The UAE is moving fast with e-invoicing, but your supplier might not be. If your UAE e-invoicing supplier is not ready, you must act quickly. If your supplier fails to meet the deadline of the new e-invoicing mandate and has not updated their systems on time, the invoices they send you will be held as ‘invalid’ in the eyes of the government. As a buyer, you cannot claim the VAT credit without a valid invoice. Enterprises cannot just blame the tax authority when their VAT audit fails.
Key Takeaways
- Once the UAE e-invoice mandate supplier requirement applies to your vendor's turnover category, invoices outside the required XML format will not support input VAT recovery, regardless of how long the relationship has been in place.
- Legal responsibility for correct invoicing and VAT treatment is shared between the supplier and the buyer. The FTA has been explicit on this. It is not solely the supplier's burden.
- Two transitional mechanisms exist: dual invoicing, which applies when the buyer has not yet onboarded, and self-billing under MD 243 of 2025, which applies when the supplier is not ready.
- Supplier onboarding for UAE e-invoicing will not happen on its own. Buyers who wait for vendors to self-organise will be the ones explaining missing ITC claims to their finance directors in 2027.
In a decentralised model like the UAE’s, the invoice must be digital from the start. If a UAE e-invoicing supplier's not ready, they are not just 'behind on tech.' They are technically issuing invalid documents once the mandate hits their specific turnover threshold.
For you, the buyer, this is about data integrity. If your system expects a structured file and you get a messy PDF, your tax chain breaks. You will not be able to claim the VAT credit. Their lack of preparation will cost you financially.
If your supplier does not follow the UAE e-invoicing rules, the invoices they send will be considered invalid for tax purposes.
The UAE authorities have introduced two formal transitional provisions. They exist because the rollout is phased, and gaps will always occur.
The first is dual invoicing. This applies specifically when the buyer has not yet been onboarded to the e-invoicing system. In this scenario, the supplier must issue both a traditional tax invoice (typically a PDF) and an electronic invoice. During this window, the buyer uses the PDF to process VAT as usual. The PDF is a valid traditional tax invoice in this context.
The second provision is self-billing. And this is the one that matters most when your UAE e-invoicing supplier is not ready. Under Ministerial Decision 243 of 2025, a buyer can issue an electronic invoice on behalf of the supplier by mutual agreement. The MoF e-Invoicing Guidelines confirm that this can apply even where the supplier is not yet in scope, provided the buyer is fully e-invoicing ready with an Accredited Service Provider (ASP) appointed and the buyer's ASP can generate and transmit the invoice on the supplier's behalf. The agreement must be mutual and documented. The buyer must have their own setup in order before this is viable.

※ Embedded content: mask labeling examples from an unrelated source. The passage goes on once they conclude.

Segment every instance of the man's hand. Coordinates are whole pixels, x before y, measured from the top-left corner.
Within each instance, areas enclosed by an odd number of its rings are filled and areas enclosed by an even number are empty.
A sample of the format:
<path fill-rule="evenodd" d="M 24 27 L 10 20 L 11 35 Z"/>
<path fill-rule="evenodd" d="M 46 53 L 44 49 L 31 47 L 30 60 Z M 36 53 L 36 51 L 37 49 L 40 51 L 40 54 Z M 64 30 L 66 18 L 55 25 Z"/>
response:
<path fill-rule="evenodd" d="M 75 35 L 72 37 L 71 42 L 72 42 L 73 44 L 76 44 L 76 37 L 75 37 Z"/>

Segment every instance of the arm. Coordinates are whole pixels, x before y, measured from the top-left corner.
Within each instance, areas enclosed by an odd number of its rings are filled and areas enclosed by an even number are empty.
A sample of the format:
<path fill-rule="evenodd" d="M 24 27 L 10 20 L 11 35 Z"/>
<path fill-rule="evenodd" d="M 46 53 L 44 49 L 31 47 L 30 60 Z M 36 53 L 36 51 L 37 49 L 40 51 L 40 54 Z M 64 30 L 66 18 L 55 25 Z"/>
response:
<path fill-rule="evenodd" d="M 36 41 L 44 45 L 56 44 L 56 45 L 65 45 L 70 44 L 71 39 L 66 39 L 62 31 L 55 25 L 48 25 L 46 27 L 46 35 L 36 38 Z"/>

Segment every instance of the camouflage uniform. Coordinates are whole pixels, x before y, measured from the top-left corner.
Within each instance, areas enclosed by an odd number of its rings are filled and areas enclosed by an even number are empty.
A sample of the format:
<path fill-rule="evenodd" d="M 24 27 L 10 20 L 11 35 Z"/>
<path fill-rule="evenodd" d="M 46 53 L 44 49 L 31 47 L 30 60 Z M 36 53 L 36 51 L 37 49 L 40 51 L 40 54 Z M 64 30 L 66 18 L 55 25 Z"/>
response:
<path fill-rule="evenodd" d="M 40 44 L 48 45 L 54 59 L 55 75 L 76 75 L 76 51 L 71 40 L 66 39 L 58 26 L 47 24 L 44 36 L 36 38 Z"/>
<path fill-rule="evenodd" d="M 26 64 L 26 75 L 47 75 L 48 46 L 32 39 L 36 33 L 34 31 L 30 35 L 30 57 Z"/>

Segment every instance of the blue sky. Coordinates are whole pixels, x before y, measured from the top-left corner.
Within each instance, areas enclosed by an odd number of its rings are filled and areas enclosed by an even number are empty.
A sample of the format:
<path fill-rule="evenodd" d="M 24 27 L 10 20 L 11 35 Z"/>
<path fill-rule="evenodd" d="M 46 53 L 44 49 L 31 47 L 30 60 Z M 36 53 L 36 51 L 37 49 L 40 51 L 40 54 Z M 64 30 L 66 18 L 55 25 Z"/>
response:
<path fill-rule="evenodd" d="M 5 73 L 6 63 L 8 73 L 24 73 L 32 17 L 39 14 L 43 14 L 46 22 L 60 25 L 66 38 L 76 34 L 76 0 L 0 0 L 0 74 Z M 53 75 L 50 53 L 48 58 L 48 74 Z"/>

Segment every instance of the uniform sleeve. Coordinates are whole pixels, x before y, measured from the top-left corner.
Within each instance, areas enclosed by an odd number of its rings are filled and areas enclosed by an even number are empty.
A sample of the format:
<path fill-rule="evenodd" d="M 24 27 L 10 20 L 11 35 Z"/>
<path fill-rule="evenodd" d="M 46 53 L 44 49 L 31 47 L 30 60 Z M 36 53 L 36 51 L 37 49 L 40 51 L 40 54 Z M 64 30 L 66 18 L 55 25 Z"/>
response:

The supplier will be liable to pay penalties for non-implementation. AED 100 per missing e-invoice capped at AED 5000. And up to AED 5,000 per month for failing to appoint an ASP after the deadline. The buyer is not directly fined for the supplier's failure. The buyer will not pay any penalty, but an invalid invoice will block his VAT credit claims.
Rather than waiting for your vendors to find a way, you can take a proactive step. Start separating your suppliers based on transaction volume. Identify those who are accountable for 80% of the supply. If these vendors are not ready to change their systems, your accounts payable department will be in trouble.
Reach out to those suppliers and ask for their implementation roadmap. If they do not have one, provide them with the technical specifications. You are effectively acting as their compliance officer to save your own bottom line. If they still refuse to move, it is time to look at your procurement contracts. Compliance must be a condition of doing business. Knowing what to do if a supplier is not e-invoicing-ready in the UAE is now a core procurement skill.
During the transitional period, yes, under specific conditions. Where the dual invoicing rule applies, and the supplier has issued both the PDF and the corresponding e-invoice, the PDF is a valid traditional tax invoice. Hence, the buyer can use it to claim input VAT. That is the correct position for this phase, and buyers should understand it clearly because some are being told, incorrectly, that no VAT can be recovered on any non-XML invoice right now.
Once the UAE e-invoice mandate is fully implemented for a supplier's specific category and no transitional mechanism covers the transaction, the position changes completely. At that point, only a PDF does not fulfil the legal requirement. The FTA requires a structured PINT-AE XML format. If the format is incorrect and no dual invoicing or self-billing arrangement has been made between the supplier and buyer, the invoice is invalid for tax purposes, and ITC is not recoverable.
If you keep accepting PDFs, you are basically volunteering for a tax fine. Companies lose millions in credits because they were 'too nice' to ask their vendors for a proper format. Don't be that company.